Do computer generated ECG reports improve interpretation by accident and emergency senior house officers?
S Goodacre, A Webster, F Morris
Department of
Accident & Emergency Medicine, Northern General Hospital, Herries Road,
Sheffield S5 7AU, UK
Correspondence to: Dr Goodacre S.Goodacre{at}sheffield.ac.uk
Submitted 29 August
2000;
Accepted 23 January 2001
OBJECTIVES
To determine whether
access to a computer generated electrocardiogram (ECG) report can
reduce errors of interpretation by senior house officers (SHOs) in an
accident and emergency department.
METHODS
Ten SHOs were asked to
interpret 50 ECGs each: 25 with computer generated reports, 25 without.

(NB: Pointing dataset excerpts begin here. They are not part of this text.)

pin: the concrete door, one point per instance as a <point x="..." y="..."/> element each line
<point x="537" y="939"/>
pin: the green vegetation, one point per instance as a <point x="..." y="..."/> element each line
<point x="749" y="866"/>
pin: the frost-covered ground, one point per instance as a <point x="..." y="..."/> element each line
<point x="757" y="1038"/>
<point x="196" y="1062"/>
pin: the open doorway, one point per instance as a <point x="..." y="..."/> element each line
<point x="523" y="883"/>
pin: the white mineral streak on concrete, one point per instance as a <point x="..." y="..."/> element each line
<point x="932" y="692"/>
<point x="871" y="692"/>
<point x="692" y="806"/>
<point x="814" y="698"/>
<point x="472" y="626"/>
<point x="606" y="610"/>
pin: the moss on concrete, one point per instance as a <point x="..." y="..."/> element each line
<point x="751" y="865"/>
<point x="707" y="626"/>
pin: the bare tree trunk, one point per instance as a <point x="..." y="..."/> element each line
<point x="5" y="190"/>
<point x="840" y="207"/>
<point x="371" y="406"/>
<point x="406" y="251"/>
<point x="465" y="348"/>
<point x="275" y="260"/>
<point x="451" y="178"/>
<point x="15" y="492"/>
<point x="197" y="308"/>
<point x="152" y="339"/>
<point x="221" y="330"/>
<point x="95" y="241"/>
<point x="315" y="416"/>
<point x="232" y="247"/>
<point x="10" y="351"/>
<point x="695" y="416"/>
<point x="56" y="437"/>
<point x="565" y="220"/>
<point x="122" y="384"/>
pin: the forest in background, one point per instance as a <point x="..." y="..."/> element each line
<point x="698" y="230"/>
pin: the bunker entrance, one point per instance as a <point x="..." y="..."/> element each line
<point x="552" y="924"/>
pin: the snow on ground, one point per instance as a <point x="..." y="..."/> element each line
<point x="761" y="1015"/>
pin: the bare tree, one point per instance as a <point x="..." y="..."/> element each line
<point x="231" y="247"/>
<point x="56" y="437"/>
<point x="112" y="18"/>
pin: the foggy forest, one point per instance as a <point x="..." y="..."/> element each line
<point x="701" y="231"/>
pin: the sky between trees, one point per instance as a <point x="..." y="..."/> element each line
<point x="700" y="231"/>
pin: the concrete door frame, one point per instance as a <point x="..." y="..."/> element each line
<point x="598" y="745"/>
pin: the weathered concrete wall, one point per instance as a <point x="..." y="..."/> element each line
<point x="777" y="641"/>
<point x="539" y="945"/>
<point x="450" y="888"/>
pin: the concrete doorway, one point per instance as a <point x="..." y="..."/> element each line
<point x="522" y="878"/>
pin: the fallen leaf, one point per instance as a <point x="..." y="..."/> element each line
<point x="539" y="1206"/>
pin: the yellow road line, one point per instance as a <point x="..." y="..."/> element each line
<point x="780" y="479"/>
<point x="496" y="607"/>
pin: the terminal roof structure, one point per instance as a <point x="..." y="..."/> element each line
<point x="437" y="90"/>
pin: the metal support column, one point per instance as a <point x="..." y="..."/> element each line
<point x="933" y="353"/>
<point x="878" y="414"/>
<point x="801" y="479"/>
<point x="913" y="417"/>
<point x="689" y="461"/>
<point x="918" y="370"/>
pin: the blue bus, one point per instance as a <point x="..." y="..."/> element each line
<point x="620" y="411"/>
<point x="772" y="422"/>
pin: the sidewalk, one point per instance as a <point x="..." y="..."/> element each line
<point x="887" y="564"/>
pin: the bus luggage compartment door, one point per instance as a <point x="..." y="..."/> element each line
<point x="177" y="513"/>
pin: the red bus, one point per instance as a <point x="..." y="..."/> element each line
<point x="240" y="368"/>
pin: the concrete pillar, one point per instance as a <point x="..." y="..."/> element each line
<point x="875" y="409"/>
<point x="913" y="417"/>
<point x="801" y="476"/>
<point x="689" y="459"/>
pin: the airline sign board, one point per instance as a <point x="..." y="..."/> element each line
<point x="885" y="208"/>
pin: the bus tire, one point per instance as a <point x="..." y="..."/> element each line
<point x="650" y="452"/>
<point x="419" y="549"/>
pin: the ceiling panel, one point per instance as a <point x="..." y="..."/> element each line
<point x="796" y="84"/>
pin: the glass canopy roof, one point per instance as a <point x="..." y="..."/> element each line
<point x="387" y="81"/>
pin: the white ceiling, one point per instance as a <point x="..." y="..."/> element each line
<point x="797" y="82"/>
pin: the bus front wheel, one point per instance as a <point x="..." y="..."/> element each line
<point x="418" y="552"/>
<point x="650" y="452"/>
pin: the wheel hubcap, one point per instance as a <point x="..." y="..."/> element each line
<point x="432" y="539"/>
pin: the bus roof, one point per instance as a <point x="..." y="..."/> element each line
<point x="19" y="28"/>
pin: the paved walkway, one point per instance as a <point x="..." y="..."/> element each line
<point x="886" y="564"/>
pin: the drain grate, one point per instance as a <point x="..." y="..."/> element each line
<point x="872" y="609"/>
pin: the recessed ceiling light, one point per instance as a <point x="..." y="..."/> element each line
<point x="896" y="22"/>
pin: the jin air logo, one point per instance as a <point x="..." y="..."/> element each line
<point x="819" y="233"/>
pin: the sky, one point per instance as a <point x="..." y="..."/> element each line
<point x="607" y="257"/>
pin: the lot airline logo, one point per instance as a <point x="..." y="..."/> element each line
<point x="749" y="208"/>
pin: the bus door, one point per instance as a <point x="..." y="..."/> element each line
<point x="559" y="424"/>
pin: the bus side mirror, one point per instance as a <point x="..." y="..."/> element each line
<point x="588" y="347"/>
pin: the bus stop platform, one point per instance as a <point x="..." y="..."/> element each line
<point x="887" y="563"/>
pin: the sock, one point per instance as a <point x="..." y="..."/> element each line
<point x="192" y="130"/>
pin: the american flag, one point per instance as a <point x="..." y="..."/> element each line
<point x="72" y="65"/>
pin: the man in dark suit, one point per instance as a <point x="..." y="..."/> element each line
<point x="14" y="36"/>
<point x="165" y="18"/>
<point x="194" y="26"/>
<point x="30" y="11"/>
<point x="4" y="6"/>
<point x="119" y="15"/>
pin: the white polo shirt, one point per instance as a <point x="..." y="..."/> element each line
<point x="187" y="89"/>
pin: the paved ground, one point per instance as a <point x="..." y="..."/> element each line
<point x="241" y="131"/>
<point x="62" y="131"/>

Their answers, and the computer generated reports, were compared with a
"gold standard" produced by two experienced clinicians. The primary
outcome measure was the proportion of major errors of interpretation.
RESULTS
The computer reading system
made two major errors (4%, 95% confidence interval (CI) 1.1% to
13.5%) compared with the gold standard. Access to the computer report
did not significantly reduce major errors among SHOs (46 (18.4%) with
report v 56 (22.4%) without, odds ratio
0.64, 95% CI 0.36% to 1.14%, p=0.13) or improve the proportion
completely correct (104 (41.6%) with report
v 91 (36.4%) without, odds ratio 1.43, 95%
CI 0.88 to 2.33, p=0.15).
CONCLUSIONS
SHOs have a high error
rate when interpreting ECGs, which is not significantly reduced by
access to a computer generated report. Junior doctors should continue
to seek expert senior help when they have to interpret a difficult ECG.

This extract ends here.